And I have had a of couple readings where there were just three or four people, and honestly they ended up being some of the best readings because I got the chance to really connect. I’ve also talked to college basketball teams, grief support groups, and now, about once every other month, I talk to a massage/trauma class. Sometimes I sell books, sometimes I don’t, but I always meet some great people.

 

What writing projects are you working on these days?

My heart is in YA right now, and my current novel is a story of a young woman’s journey through a post-apocalyptic world: Dylan wakes in a post-apocalyptic world where a majority of the human species have died. With no friends or family left alive in her small town in central Washington, Dylan embarks on a challenging journey across the state in search of her sister, her strength and ultimately her future.

 

What are your writing goals for the next five years?

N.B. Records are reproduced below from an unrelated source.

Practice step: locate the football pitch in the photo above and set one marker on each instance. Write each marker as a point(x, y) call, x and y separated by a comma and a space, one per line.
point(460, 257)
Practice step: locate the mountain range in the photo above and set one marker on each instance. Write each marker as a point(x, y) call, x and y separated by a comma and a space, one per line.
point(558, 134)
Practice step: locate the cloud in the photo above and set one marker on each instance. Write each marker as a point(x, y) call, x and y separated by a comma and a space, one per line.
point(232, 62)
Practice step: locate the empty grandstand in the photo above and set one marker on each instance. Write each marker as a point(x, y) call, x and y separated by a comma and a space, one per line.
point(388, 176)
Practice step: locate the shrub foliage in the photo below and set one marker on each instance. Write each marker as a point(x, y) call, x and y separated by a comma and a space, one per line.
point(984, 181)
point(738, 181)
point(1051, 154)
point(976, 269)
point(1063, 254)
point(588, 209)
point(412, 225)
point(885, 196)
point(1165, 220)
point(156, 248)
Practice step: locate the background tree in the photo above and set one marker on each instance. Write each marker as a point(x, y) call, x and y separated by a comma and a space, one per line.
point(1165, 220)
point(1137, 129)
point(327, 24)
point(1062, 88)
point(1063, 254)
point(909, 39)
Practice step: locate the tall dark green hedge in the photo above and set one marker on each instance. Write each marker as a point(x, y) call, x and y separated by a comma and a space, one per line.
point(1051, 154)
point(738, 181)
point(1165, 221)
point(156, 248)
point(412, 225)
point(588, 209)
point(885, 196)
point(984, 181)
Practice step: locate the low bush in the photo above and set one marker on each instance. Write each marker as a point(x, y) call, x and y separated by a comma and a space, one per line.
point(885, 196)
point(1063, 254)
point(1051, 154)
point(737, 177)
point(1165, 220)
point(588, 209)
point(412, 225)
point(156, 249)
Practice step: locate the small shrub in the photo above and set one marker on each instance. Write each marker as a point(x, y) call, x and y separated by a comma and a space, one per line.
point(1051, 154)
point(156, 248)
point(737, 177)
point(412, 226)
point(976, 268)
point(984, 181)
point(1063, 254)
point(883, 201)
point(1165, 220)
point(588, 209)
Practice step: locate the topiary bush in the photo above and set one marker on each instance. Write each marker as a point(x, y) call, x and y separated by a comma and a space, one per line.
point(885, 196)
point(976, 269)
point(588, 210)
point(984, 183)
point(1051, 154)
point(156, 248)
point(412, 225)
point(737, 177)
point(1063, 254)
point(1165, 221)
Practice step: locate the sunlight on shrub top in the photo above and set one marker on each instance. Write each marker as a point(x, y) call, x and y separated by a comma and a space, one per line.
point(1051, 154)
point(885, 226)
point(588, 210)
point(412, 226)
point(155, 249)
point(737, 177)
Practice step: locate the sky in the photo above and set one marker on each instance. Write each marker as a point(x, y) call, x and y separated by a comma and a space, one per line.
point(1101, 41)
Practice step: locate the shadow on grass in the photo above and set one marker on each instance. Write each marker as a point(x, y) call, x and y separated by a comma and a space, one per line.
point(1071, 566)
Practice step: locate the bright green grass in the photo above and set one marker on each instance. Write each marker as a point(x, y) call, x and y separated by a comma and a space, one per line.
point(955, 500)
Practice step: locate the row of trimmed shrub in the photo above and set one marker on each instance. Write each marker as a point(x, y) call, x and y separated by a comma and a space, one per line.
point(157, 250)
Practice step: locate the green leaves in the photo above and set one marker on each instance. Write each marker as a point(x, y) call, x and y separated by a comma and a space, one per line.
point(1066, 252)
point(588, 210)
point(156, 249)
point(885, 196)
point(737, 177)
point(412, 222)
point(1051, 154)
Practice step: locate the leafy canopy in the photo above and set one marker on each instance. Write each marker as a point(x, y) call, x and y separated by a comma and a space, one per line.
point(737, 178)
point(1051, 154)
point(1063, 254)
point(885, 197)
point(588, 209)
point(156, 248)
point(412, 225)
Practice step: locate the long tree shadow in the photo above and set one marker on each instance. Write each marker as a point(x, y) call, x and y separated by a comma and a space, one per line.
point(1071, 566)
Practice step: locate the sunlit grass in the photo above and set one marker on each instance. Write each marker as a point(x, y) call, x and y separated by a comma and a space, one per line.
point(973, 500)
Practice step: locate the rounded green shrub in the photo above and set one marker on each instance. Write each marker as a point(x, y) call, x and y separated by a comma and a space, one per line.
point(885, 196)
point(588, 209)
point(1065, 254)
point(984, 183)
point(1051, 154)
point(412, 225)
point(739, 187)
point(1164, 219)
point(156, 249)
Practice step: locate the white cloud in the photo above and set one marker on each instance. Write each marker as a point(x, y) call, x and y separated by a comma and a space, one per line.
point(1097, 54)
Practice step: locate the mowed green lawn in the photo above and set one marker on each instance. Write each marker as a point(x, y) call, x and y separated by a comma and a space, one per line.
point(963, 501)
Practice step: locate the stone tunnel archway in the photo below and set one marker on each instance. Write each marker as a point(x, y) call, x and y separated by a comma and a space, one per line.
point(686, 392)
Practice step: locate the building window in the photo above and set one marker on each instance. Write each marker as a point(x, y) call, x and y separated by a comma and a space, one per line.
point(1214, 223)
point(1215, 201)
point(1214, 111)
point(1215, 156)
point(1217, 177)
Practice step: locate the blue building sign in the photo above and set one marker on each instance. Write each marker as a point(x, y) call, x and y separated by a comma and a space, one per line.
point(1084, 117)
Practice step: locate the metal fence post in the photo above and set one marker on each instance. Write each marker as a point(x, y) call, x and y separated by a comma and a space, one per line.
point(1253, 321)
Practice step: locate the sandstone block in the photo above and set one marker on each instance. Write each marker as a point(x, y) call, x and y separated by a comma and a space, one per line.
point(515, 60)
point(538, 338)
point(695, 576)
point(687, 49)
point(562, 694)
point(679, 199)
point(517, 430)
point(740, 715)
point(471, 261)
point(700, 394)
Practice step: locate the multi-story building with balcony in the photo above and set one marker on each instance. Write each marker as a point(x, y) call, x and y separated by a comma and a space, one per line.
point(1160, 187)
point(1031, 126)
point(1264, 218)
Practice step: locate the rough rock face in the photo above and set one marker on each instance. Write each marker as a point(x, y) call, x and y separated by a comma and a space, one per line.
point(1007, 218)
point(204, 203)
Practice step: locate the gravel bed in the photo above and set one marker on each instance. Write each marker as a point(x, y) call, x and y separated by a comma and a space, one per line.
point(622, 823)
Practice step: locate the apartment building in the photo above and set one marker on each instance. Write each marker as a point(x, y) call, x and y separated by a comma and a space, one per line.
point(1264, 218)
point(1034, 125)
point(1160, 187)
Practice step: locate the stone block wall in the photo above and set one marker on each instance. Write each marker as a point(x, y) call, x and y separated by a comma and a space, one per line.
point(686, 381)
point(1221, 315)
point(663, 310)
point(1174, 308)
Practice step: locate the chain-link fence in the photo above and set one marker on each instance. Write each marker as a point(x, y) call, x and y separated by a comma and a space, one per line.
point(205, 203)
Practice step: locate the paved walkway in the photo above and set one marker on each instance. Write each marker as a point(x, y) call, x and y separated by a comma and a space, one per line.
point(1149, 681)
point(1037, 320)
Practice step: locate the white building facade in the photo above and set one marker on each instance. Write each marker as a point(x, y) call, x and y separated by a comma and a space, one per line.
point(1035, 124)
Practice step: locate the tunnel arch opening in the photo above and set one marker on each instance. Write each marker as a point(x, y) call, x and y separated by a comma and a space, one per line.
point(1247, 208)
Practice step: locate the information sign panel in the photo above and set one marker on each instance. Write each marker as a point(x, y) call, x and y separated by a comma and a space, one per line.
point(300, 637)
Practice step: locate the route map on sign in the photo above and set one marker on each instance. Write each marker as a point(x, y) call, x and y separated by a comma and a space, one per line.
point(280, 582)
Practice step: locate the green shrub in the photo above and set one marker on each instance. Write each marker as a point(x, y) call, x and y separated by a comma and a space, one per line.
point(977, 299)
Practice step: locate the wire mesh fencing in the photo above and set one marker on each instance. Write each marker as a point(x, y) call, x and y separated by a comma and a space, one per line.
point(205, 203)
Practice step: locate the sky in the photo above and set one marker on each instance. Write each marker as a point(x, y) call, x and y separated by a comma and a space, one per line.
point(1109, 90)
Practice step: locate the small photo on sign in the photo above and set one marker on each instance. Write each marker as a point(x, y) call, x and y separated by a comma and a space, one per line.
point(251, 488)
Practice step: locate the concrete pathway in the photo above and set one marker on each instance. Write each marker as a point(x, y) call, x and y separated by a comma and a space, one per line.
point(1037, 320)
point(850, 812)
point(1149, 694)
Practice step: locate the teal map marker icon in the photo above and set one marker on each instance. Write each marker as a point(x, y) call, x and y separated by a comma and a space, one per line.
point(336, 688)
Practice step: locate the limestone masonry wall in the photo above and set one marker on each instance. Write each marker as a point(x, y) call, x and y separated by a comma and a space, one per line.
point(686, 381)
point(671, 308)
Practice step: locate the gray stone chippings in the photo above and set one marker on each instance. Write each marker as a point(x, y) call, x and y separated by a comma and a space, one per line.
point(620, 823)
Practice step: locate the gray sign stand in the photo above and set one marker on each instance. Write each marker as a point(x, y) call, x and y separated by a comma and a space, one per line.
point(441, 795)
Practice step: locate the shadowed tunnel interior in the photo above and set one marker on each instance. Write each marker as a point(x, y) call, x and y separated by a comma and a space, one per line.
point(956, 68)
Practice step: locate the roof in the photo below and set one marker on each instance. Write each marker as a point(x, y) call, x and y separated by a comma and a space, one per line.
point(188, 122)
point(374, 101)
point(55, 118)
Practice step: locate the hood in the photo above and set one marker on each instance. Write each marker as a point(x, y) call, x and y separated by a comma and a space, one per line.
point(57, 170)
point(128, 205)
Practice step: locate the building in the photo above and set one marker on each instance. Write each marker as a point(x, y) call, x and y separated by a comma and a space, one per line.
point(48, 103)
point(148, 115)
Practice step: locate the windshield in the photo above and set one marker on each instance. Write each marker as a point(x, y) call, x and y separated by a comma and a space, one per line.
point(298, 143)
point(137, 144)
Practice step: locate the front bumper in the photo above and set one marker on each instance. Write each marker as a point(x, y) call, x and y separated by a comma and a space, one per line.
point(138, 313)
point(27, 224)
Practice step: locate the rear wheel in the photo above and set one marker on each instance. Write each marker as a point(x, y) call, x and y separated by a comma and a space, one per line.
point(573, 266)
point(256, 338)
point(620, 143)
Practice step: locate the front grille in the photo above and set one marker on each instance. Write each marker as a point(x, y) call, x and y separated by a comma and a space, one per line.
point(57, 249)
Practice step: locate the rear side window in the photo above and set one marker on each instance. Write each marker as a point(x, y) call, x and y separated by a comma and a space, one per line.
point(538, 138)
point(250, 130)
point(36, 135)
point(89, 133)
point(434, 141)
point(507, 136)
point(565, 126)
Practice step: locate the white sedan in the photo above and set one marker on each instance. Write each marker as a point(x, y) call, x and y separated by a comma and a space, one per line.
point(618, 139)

Wow, five years. Well, I would like to have my YA novel published by then, and my book on coaching well underway. I’m also co-authoring a book with friend of mine, so I would like to be ready to pitch that as well. And I plan to keep blogging and start submitting magazine articles.

She didn't really mention it, but Sonya also happens to be a fashion model.

Sonya also happens to be a fashion model.

How do you make time for your writing?

I’m a high school girls basketball coach, and I have two kids, so it’s difficult, but I carve out time whenever I can. I meet with my friend Jenny to write every Thursday; we make it a priority. The rest of the time, I pull out my computer or journal for a few hours at home, or sneak off to a coffee shop. If my husband is out of town, I’m known to stay up and write all night, but my kids come first, and after that I take what I can get. I also love to take writing classes to learn and give me deadlines. That always helps move my writing along.

 

Recently you and your teenage daughter took a writing class together. What was that like?

I LOVED IT!!! She is such an amazing writer, and it’s so fun to watch her learn and grow and be excited about writing. She is seventeen years old, so I feel so fortunate to have a strong relationship where we can talk about almost anything, write together, play basketball together, and enjoy one another. I am mom, and I’m sure I annoy her from time to time, but something would be wrong if I didn’t, so I just feel pretty damn lucky.

 

What’s your favorite piece of writing advice?

“Show, don’t tell” is a must. But just as important, or more important in my mind, is to believe in yourself. It is so easy to question our own writing, wonder if what we scribble down on paper is good enough. Sometimes we might wonder why we do it all, or if anyone even cares about what we write. We might have others critique our writing harshly or find it inconceivable that we waste our time putting pen to paper. You have to ignore it all, go with your gut, believe in yourself, and write.